Clin Transl Gastroenterol. 2019 Mar;10(3):e00018. doi: 10.14309/ctg.0000000000000018.
As the complexity of biomedical data increases, so do the opportunities to leverage them to advance science and clinical care. Electronic health records form a rich but complex source of large amounts of data gathered during routine clinical care. Through the use of codified and free-text concepts identified using clinical informatics tools such as natural language processing, disease phenotyping can be performed with a high degree of accuracy.

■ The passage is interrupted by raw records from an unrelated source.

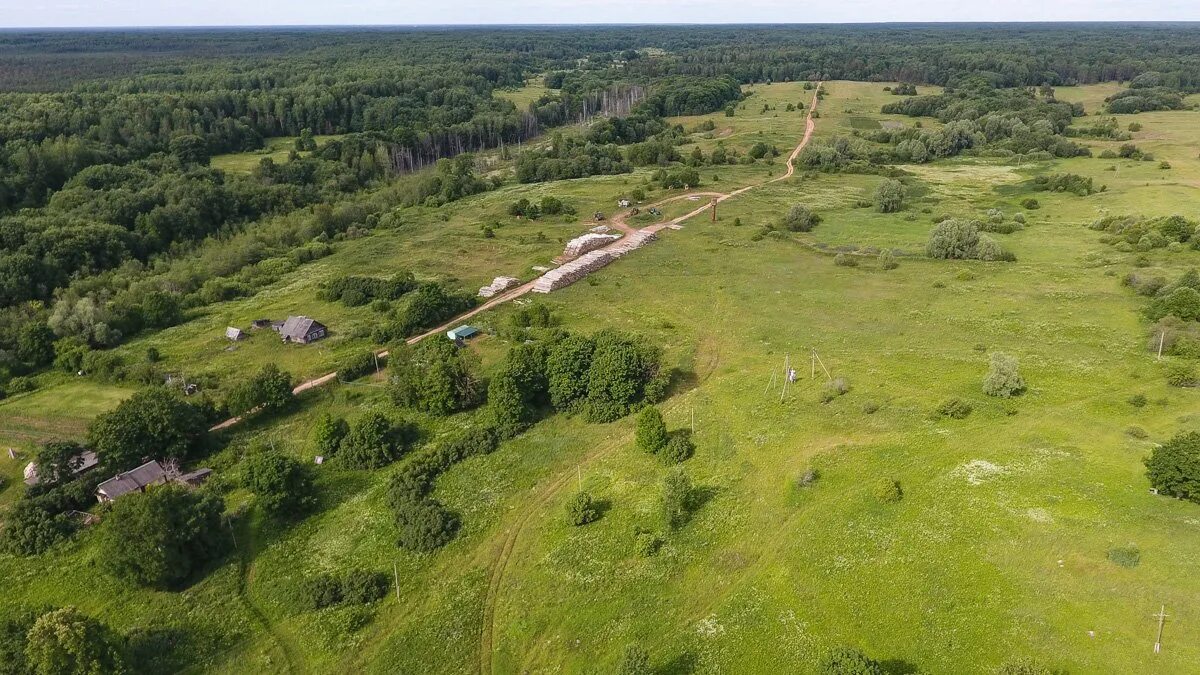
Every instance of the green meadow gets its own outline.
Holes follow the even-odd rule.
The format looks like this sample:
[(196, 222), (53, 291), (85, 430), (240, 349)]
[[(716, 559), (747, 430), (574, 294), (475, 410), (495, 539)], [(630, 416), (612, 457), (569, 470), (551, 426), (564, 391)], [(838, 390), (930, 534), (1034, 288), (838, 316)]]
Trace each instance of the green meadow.
[[(914, 118), (879, 112), (896, 99), (887, 84), (825, 83), (816, 138), (912, 126)], [(503, 95), (524, 105), (539, 87)], [(1077, 123), (1085, 123), (1117, 89), (1057, 95), (1084, 103), (1089, 116)], [(729, 192), (785, 171), (805, 119), (785, 106), (807, 108), (812, 92), (800, 83), (747, 92), (733, 117), (673, 118), (691, 132), (680, 154), (765, 142), (781, 155), (704, 167), (698, 190)], [(1137, 267), (1174, 278), (1200, 267), (1200, 252), (1122, 253), (1085, 227), (1104, 214), (1194, 216), (1200, 113), (1118, 118), (1122, 128), (1142, 124), (1132, 142), (1155, 161), (960, 157), (902, 166), (909, 198), (890, 214), (859, 206), (880, 176), (798, 172), (723, 202), (716, 222), (702, 214), (585, 281), (533, 296), (570, 330), (650, 338), (684, 374), (662, 410), (669, 428), (693, 430), (697, 451), (683, 466), (700, 498), (686, 526), (663, 533), (657, 555), (638, 552), (637, 533), (662, 529), (667, 467), (634, 448), (634, 420), (555, 416), (439, 479), (433, 496), (461, 515), (462, 530), (434, 553), (397, 548), (389, 470), (326, 465), (315, 470), (313, 516), (290, 527), (243, 520), (236, 552), (181, 593), (97, 574), (84, 533), (38, 558), (0, 556), (9, 580), (0, 606), (69, 603), (122, 632), (176, 631), (179, 672), (608, 673), (630, 643), (661, 673), (812, 672), (838, 645), (897, 673), (989, 672), (1016, 657), (1069, 673), (1200, 672), (1200, 506), (1152, 494), (1142, 463), (1155, 443), (1200, 430), (1200, 392), (1166, 384), (1146, 348), (1145, 299), (1120, 284)], [(700, 131), (707, 121), (714, 128)], [(264, 152), (213, 165), (286, 161), (291, 142), (273, 139)], [(1083, 142), (1097, 155), (1120, 145)], [(1161, 160), (1171, 168), (1160, 169)], [(1106, 190), (1032, 191), (1035, 176), (1061, 172)], [(650, 174), (509, 183), (438, 209), (403, 209), (396, 227), (338, 242), (332, 255), (251, 297), (121, 349), (134, 358), (153, 347), (169, 369), (222, 387), (265, 363), (297, 379), (320, 375), (376, 347), (367, 336), (378, 318), (367, 306), (319, 300), (323, 281), (399, 270), (468, 289), (502, 274), (529, 280), (595, 225), (593, 212), (615, 213), (632, 190), (646, 190), (647, 203), (683, 194), (650, 189)], [(517, 199), (547, 195), (577, 215), (508, 215)], [(1040, 208), (1023, 208), (1029, 197)], [(811, 207), (821, 224), (764, 233), (794, 204)], [(663, 210), (672, 217), (696, 206), (680, 200)], [(1027, 219), (1021, 231), (993, 235), (1016, 262), (924, 257), (935, 217), (982, 219), (989, 209)], [(899, 252), (898, 268), (879, 264), (885, 248)], [(837, 252), (859, 264), (835, 265)], [(485, 366), (508, 346), (496, 333), (513, 309), (472, 320), (488, 333), (470, 343)], [(282, 344), (269, 330), (237, 343), (223, 337), (226, 326), (289, 314), (318, 318), (331, 337), (309, 346)], [(1019, 359), (1023, 395), (982, 393), (996, 351)], [(785, 389), (789, 364), (799, 378)], [(849, 392), (823, 402), (830, 377), (845, 378)], [(14, 396), (0, 402), (0, 447), (80, 437), (129, 393), (64, 376)], [(1139, 394), (1144, 407), (1128, 402)], [(951, 398), (972, 413), (935, 415)], [(378, 376), (306, 392), (301, 402), (286, 417), (233, 430), (206, 463), (216, 480), (236, 483), (240, 449), (251, 441), (311, 463), (309, 430), (322, 414), (390, 406)], [(415, 421), (432, 440), (477, 414)], [(23, 464), (0, 456), (10, 479), (0, 503), (16, 498)], [(805, 484), (810, 470), (818, 478)], [(881, 479), (899, 483), (898, 503), (873, 496)], [(581, 489), (601, 500), (603, 514), (576, 528), (565, 503)], [(234, 490), (230, 508), (249, 499)], [(1129, 546), (1140, 552), (1136, 566), (1109, 559)], [(304, 578), (348, 567), (387, 572), (393, 594), (370, 606), (298, 608)], [(1162, 605), (1170, 618), (1154, 655), (1152, 614)]]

Technologies such as genome sequencing, gene expression profiling, proteomic and metabolomic analyses, and electronic devices and wearables are generating large amounts of data from various populations, cell types, and disorders (big data). However, to make these data useable for the next step of biomarker discovery, precision medicine, and clinical practice, it is imperative to harmonize and integrate these diverse data sources. In this article, we introduce important building blocks for precision medicine, including common data models, text mining and natural language processing, privacy-preserved record linkage, machine learning for predictive modeling, and health information exchange.
随着生物医学数据的复杂性不断增加,利用这些数据来推动科学和临床护理的机会也越来越多。电子健康记录是一种丰富但复杂的数据源,其中包含了在常规临床护理过程中收集的大量数据。通过使用临床信息学工具(如自然语言处理)识别编码和非文本概念,可以以高度的准确性进行疾病表型分析。基因组测序、基因表达谱分析、蛋白质组学和代谢组学分析以及电子设备和可穿戴设备等技术正在从各种人群、细胞类型和疾病(大数据)中生成大量数据。然而,要使这些数据可用于下一步的生物标志物发现、精准医学和临床实践,就必须协调和整合这些多样化的数据源。在本文中,我们介绍了精准医学的重要组成部分,包括常见的数据模型、文本挖掘和自然语言处理、隐私保护的记录链接、用于预测建模的机器学习以及健康信息交换。